I have trained a spancat model in spacy, it was trained successfully. Now when I run it on test data, it doesn't make any predictions.
Here are the training results:
This is how I am doing the predictions:
for text in df['text_cleaned']:
doc = nlp(text)
spans = doc.spans
When I look at the spans they are all empty: https://i.stack.imgur.com/b0tGu.png
Here is the cfg file I'm using:
train = null
dev = null
vectors = null
init_tok2vec = null
gpu_allocator = null
seed = 444
lang = "en"
pipeline = ["tok2vec","spancat"]
batch_size = 1000
disabled = []
before_creation = null
after_creation = null
after_pipeline_creation = null
tokenizer = {"@tokenizers":"spacy.Tokenizer.v1"}
factory = "spancat"
max_positive = null
scorer = {"@scorers":"spacy.spancat_scorer.v1"}
spans_key = "sc"
threshold = 0.5
@architectures = "spacy.SpanCategorizer.v1"
@layers = "spacy.mean_max_reducer.v1"
hidden_size = 128
@layers = "spacy.LinearLogistic.v1"
nO = null
nI = null
@architectures = "spacy.Tok2VecListener.v1"
width = ${components.tok2vec.model.encode.width}
upstream = "*"
@misc = "spacy.ngram_suggester.v1"
sizes = [1,2,3]
factory = "tok2vec"
@architectures = "spacy.Tok2Vec.v2"
@architectures = "spacy.MultiHashEmbed.v2"
width = ${components.tok2vec.model.encode.width}
attrs = ["NORM","PREFIX","SUFFIX","SHAPE"]

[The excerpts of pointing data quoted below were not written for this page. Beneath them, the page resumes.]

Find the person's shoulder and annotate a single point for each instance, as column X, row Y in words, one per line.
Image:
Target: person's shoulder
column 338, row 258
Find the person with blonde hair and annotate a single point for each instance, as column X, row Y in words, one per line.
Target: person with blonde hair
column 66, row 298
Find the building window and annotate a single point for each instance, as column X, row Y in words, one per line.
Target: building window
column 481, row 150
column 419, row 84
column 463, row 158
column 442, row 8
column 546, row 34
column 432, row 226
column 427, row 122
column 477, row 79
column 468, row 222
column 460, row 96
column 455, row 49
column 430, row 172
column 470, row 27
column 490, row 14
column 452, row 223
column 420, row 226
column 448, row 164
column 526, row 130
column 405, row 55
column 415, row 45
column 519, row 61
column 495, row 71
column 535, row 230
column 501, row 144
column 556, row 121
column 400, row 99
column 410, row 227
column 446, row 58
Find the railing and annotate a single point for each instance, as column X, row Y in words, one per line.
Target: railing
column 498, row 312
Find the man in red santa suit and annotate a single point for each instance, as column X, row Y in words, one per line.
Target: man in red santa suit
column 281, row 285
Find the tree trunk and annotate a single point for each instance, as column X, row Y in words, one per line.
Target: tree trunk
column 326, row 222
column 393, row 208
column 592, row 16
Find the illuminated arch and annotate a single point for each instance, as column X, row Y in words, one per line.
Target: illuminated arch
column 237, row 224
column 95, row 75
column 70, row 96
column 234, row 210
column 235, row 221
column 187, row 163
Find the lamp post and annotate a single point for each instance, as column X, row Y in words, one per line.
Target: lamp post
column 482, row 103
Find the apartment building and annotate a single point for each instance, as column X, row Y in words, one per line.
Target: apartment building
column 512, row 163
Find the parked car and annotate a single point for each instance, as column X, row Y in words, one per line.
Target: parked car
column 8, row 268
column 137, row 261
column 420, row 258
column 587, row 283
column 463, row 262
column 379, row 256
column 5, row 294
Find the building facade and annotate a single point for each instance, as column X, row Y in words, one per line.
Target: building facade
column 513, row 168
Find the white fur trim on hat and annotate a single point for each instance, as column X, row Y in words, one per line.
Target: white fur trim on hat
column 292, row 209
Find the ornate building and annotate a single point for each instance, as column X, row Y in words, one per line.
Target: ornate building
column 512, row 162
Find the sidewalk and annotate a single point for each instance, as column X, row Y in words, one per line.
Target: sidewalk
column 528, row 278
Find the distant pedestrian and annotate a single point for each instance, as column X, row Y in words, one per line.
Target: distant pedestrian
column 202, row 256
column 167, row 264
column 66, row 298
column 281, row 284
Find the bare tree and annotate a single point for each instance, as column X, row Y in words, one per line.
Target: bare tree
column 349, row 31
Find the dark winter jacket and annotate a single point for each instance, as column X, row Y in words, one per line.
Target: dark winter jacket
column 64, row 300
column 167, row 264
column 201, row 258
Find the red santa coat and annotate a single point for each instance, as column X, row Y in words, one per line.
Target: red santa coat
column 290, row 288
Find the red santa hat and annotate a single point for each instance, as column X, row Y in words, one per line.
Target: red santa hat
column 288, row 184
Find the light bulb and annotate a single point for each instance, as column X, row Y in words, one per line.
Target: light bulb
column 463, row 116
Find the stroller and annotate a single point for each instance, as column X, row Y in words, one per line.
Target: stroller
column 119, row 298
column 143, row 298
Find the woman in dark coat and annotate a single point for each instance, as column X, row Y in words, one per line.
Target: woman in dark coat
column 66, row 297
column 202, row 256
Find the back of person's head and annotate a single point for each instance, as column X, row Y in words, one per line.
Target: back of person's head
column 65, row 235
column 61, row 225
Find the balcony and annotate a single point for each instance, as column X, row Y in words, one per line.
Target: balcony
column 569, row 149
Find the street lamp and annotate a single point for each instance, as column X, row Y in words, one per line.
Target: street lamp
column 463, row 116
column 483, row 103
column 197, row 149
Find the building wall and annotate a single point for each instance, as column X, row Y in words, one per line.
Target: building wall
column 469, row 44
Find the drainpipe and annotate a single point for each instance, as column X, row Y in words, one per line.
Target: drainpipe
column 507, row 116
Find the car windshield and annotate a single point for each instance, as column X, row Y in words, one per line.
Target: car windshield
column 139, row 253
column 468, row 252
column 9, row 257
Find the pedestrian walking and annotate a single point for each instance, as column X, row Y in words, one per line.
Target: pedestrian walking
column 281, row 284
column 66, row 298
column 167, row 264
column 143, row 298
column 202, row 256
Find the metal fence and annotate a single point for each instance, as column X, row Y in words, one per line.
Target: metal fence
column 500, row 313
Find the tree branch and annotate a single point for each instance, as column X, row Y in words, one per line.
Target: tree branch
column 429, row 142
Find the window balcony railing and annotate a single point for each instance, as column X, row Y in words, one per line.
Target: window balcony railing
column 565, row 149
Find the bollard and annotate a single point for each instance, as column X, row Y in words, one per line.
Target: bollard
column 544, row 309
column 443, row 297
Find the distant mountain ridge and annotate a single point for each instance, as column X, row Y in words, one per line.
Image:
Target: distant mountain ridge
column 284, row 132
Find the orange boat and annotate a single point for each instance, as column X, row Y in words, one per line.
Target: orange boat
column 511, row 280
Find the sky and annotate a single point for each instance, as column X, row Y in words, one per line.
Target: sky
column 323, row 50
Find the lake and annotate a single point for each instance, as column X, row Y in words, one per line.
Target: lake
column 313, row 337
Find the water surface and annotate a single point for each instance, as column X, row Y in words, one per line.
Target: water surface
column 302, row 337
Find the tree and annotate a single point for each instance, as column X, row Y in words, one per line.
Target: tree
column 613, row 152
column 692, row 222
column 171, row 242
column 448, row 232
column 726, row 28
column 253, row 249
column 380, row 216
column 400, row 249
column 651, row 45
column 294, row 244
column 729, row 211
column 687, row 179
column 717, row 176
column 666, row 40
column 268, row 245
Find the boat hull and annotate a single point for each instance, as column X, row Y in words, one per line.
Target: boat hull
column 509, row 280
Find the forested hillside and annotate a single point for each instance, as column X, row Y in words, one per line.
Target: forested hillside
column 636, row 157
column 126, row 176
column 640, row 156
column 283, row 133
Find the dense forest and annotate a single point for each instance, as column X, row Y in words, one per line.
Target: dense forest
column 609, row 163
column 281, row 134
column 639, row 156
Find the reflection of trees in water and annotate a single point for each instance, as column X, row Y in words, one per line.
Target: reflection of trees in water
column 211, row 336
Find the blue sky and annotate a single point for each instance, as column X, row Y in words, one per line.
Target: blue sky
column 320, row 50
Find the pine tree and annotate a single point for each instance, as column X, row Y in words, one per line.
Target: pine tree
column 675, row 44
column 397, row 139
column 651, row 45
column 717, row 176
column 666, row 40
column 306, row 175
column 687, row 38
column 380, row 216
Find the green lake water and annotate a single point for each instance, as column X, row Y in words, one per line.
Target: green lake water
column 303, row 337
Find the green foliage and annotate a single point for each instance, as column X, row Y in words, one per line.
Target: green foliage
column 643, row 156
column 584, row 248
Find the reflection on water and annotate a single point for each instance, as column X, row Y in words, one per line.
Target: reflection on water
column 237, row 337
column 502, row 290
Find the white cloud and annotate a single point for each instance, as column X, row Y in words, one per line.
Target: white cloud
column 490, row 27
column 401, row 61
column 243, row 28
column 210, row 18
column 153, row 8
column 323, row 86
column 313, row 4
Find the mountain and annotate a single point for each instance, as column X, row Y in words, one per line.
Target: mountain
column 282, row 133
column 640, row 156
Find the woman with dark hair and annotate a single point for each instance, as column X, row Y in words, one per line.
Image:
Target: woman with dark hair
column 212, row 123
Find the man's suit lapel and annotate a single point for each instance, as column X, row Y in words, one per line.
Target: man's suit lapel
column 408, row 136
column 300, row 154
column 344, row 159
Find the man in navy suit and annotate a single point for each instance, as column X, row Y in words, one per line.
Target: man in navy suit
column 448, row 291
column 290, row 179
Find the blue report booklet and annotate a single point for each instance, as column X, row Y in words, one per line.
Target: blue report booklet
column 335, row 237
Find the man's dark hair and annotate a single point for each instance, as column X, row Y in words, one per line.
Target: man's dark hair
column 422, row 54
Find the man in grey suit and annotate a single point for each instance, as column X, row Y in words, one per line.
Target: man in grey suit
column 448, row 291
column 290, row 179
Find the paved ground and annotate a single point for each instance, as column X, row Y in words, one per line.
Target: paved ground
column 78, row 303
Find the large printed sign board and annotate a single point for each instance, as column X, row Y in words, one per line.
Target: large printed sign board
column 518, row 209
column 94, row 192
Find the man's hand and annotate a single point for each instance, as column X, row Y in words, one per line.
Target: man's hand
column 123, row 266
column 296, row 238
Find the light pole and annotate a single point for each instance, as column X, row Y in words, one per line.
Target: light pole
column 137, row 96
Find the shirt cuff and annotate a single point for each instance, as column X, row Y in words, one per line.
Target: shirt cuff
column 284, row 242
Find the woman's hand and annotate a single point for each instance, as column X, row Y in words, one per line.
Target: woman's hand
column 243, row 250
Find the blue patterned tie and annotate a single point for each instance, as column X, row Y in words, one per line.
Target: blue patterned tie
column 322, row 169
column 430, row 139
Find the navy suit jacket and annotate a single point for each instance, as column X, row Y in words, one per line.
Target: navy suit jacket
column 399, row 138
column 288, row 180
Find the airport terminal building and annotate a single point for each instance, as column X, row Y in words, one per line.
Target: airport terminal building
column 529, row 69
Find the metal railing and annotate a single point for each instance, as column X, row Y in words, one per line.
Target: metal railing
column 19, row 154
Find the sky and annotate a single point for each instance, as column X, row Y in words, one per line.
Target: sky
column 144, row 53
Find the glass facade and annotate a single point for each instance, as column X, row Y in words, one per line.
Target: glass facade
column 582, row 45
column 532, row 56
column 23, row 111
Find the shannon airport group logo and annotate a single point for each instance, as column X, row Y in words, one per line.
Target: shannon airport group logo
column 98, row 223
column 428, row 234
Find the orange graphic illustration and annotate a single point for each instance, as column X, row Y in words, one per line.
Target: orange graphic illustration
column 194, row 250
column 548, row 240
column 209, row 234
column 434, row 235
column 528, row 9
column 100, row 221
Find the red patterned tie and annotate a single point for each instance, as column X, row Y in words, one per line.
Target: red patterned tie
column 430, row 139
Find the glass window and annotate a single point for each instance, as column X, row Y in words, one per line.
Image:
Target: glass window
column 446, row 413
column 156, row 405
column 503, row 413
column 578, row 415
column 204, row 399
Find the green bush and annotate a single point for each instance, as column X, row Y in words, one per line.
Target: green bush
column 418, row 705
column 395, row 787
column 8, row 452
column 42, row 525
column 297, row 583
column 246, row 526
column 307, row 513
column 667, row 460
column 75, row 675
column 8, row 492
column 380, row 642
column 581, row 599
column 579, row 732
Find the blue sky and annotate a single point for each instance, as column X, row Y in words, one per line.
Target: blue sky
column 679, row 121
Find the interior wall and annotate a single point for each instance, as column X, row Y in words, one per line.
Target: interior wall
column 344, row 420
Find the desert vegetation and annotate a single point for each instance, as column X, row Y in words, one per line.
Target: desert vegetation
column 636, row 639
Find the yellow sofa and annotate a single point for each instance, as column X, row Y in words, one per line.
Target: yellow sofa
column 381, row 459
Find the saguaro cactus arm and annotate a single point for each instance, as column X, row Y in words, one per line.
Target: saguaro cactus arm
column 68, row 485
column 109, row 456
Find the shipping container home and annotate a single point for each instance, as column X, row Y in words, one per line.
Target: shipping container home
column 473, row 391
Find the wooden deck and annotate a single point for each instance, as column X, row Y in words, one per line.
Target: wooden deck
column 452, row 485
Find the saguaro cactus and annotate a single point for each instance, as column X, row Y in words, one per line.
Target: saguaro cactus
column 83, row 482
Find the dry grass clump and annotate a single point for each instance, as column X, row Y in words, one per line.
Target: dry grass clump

rows = [5000,1000,2500,2500]
include_static_vectors = true
@architectures = "spacy.MaxoutWindowEncoder.v2"
width = 256
depth = 8
window_size = 1
maxout_pieces = 3
@readers = "spacy.read_labels.v1"
path = null
require = true
@readers = "spacy.Corpus.v1"
path = ${paths.dev}
max_length = 0
gold_preproc = false
limit = 0
augmenter = null
@readers = "spacy.Corpus.v1"
path = ${paths.train}
max_length = 0
gold_preproc = false
limit = 0
augmenter = null
dev_corpus = "corpora.dev"
train_corpus = "corpora.train"
max_epochs = 70
seed = ${system.seed}
gpu_allocator = ${system.gpu_allocator}
dropout = 0.1
accumulate_gradient = 1
patience = 1600
max_steps = 20000
eval_frequency = 200
frozen_components = []
annotating_components = []
before_to_disk = null
@batchers = "spacy.batch_by_words.v1"
discard_oversize = false
tolerance = 0.2
get_length = null
@schedules = "compounding.v1"
start = 100
stop = 1000
compound = 1.001
t = 0.0
@loggers = "spacy.ConsoleLogger.v1"
progress_bar = false
@optimizers = "Adam.v1"
beta1 = 0.9
beta2 = 0.999
L2_is_weight_decay = true
L2 = 0.01
grad_clip = 1.0
use_averages = false
eps = 0.00000001
learn_rate = 0.001
spans_sc_f = 1.0
spans_sc_p = 0.0
spans_sc_r = 0.0
vectors = ${paths.vectors}
init_tok2vec = ${paths.init_tok2vec}
vocab_data = null
lookups = null
before_init = null
after_init = null
Originally, for my NER model, I had labeled examples in this format: ('Apple is a large company', {'entities': [(0, 4, 'ORG')]})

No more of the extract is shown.